This one is in the running for the headline of the year – “Buddhist ‘Iron Man’ found by Nazis is from space“:
A Buddhist statue brought to Germany from Tibet by a Nazi-backed expedition has been confirmed as having an extraterrestrial origin.
Known as the ‘iron man’, the 24-centimetre-high sculpture may represent the god Vaiśravaṇa and was likely created from a piece of the Chinga meteorite that was strewn across the border region between Russia and Mongolia between 10,000 and 20,000 years ago, according to Elmar Buchner, of the University of Stuttgart in Germany, and his colleagues.
Given the extreme hardness of the meteorite — “basically an inappropriate material for producing sculptures” the paper notes — the artist or artists who created it may have known their material was special, the researchers say. Buchner suggests that it could have been produced by the 11th century Bon Ben [Corrected 27/9] culture, but the exact origin and age of the statue — as opposed to the meteorite it is made from — is still unknown. It is thought to have been brought to Germany by a Nazi-backed expedition to Tibet in 1938–39. The swastika symbol on the piece — a version of which was adopted by the Nazi party — may have encouraged the 1938 expedition to take it back with them.

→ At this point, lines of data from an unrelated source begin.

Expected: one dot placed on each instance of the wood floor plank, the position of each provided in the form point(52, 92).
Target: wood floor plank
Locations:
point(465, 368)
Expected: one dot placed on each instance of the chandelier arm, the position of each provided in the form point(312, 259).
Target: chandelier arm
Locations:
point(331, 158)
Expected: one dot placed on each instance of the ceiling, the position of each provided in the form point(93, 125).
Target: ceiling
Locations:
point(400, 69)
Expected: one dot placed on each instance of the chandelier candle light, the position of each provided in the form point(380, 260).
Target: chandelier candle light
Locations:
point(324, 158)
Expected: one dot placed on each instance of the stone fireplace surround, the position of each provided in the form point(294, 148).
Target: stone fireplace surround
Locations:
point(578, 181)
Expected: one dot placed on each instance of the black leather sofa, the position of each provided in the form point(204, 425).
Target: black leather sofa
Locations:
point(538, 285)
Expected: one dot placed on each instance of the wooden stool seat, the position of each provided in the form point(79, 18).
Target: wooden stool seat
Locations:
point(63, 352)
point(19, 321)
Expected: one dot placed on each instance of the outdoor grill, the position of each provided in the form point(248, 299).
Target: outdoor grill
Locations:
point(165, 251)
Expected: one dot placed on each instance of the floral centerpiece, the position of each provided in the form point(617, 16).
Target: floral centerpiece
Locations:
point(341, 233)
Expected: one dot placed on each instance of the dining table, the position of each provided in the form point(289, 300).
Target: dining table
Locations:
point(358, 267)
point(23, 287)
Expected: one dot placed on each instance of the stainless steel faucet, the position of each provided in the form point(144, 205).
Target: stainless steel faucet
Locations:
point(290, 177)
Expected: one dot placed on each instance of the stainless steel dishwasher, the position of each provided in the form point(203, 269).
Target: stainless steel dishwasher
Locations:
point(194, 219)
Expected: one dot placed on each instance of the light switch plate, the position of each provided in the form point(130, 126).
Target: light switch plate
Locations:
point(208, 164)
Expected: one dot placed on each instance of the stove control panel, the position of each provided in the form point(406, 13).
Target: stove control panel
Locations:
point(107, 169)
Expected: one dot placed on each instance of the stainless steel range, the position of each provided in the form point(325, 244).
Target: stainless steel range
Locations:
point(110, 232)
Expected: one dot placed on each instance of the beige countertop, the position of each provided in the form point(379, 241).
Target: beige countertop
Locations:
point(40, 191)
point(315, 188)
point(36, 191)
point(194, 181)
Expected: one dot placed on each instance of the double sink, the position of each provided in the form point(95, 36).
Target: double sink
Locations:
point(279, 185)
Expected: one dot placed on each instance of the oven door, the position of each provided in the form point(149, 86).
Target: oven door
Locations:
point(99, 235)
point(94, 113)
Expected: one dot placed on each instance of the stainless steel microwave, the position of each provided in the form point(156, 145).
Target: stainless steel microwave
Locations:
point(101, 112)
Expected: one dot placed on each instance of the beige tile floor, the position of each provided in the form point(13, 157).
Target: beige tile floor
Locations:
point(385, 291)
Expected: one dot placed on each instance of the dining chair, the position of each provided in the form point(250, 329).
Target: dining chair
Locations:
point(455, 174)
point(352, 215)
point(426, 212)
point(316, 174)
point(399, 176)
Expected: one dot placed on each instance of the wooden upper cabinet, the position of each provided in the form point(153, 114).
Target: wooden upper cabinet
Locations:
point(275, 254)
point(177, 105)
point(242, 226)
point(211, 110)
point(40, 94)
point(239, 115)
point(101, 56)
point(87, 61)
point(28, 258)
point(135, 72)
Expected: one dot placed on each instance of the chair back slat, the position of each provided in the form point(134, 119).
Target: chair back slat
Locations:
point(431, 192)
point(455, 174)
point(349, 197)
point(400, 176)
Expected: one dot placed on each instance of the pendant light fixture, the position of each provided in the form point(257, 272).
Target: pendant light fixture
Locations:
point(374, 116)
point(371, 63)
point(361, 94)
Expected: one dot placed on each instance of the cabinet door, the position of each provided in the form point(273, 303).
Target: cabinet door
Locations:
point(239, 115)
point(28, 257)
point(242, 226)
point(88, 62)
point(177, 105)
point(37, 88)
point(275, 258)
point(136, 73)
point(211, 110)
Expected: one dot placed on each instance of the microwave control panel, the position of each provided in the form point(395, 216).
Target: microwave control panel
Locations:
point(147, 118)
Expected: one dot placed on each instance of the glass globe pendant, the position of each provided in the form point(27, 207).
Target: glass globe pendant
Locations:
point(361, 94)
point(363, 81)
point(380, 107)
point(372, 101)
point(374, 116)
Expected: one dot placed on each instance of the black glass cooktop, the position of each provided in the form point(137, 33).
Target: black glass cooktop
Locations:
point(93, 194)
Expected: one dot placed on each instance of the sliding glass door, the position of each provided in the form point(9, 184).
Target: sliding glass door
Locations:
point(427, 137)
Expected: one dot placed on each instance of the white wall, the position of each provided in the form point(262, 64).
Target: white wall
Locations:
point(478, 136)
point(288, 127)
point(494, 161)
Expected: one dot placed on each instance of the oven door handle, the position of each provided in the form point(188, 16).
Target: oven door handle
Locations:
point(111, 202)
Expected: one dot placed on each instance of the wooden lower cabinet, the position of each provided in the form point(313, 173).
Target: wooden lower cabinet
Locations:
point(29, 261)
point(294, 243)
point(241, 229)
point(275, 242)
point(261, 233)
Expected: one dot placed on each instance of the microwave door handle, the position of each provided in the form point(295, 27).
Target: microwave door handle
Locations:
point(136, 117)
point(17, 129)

The use of iron from meteors in ancient times is an interesting topic. Cultures all over the world used the heaven-sent nickel-iron alloys, from the Inuit to the ancient Egyptians, and in many places the etymology of the word iron resolves back to ‘fire/thunderbolt/metal from heaven”. One can only imagine in what sort of reverence those ancient people held this seemingly god-given substance.